Other research points to dopamine dysregulation, as chronic alcohol abuse can desensitize your dopamine receptors. When these receptors get desensitized, it’s actually harder to experience pleasure in a natural state, which means that the depression experienced as a result of bipolar episodes becomes increasingly more intense.
Finally, repeated alcohol withdrawal can actually sensitize your brain, leading to more frequent and severe mood episodes. This means that heavy drinking can actually more readily trigger rapid cycling between depressive and manic episodes. This then ties back to the self-medication hypothesis and worsens things like dopamine dysregulation in a vicious cycle.
Can I Get Treatment for Bipolar Depression and Alcohol Abuse?
Yes, treatment is available for both conditions. The best course of action is a dual diagnosis form of treatment, providing care for alcohol use disorder and bipolar disorder at the same time. This type of integrated approach includes access to psychosocial support like cognitive behavioral therapy or dialectical behavioral therapy, both of which can teach you how to better manage triggers without turning to alcohol.

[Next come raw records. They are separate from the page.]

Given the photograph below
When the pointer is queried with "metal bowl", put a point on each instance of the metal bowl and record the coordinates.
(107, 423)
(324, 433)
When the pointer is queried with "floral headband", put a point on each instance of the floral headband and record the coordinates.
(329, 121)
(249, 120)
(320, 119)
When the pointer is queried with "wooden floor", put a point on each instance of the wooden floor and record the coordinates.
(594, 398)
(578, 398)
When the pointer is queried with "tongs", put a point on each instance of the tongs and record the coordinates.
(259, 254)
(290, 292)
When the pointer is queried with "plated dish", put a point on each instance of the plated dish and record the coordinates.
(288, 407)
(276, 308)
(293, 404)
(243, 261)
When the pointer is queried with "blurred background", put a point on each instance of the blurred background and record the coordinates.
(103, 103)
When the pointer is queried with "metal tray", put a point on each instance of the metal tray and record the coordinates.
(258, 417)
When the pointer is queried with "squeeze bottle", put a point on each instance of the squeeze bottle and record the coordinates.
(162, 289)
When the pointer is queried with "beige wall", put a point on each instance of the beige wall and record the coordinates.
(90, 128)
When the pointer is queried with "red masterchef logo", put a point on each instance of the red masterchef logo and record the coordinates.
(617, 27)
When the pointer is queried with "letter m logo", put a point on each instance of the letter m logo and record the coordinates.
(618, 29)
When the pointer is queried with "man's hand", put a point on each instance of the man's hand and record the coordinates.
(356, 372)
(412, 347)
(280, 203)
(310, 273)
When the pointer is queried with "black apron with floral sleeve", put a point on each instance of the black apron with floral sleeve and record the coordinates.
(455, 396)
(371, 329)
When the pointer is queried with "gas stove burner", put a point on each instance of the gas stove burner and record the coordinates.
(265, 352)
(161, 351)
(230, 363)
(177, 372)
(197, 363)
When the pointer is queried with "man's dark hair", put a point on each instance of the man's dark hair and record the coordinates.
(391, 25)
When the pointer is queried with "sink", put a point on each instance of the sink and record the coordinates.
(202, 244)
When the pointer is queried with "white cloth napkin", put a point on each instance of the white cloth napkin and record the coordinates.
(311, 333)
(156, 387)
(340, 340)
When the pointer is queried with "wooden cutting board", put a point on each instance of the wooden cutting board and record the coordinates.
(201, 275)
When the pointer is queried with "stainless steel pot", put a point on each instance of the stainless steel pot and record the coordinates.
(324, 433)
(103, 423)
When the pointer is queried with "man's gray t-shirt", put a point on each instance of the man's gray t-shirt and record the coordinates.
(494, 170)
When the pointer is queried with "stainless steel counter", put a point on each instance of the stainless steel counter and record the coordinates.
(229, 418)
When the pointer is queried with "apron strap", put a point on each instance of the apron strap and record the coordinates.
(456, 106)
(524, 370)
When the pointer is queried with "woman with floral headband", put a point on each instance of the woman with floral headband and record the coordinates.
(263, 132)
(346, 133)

As part of our treatment, we also incorporate things like pharmacotherapy, helping each of our clients to work in partnership with their primary care physicians to find medication for bipolar disorder that can make it more effective to manage episodes of depression or mania, and to do so without turning to alcohol.
A final element of a successful treatment plan is participation in support groups. At NY Center for Living, we aim to encourage our clients to participate in ongoing support groups while building a support network. This looks different for each age group but involves things like peer recovery support and local support group meetings.
Is It Bad to Have Bipolar and Alcohol Abuse at the Same Time?
Without getting the right access to care, individuals who struggle with bipolar disorder and alcohol abuse are at a much higher risk of suicidal ideation and suicidal attempts. Alcohol abuse as a form of self-medication can actually interfere with the body’s ability to metabolize mood stabilizers like lithium, making them less effective. Finally, without the right type of care, recovery is often delayed as individuals only get treatment for single episodes of depression or for alcohol abuse, but not for the underlying bipolar disorder. Our aim is to ensure that all clients have access to the right type of program for their circumstances.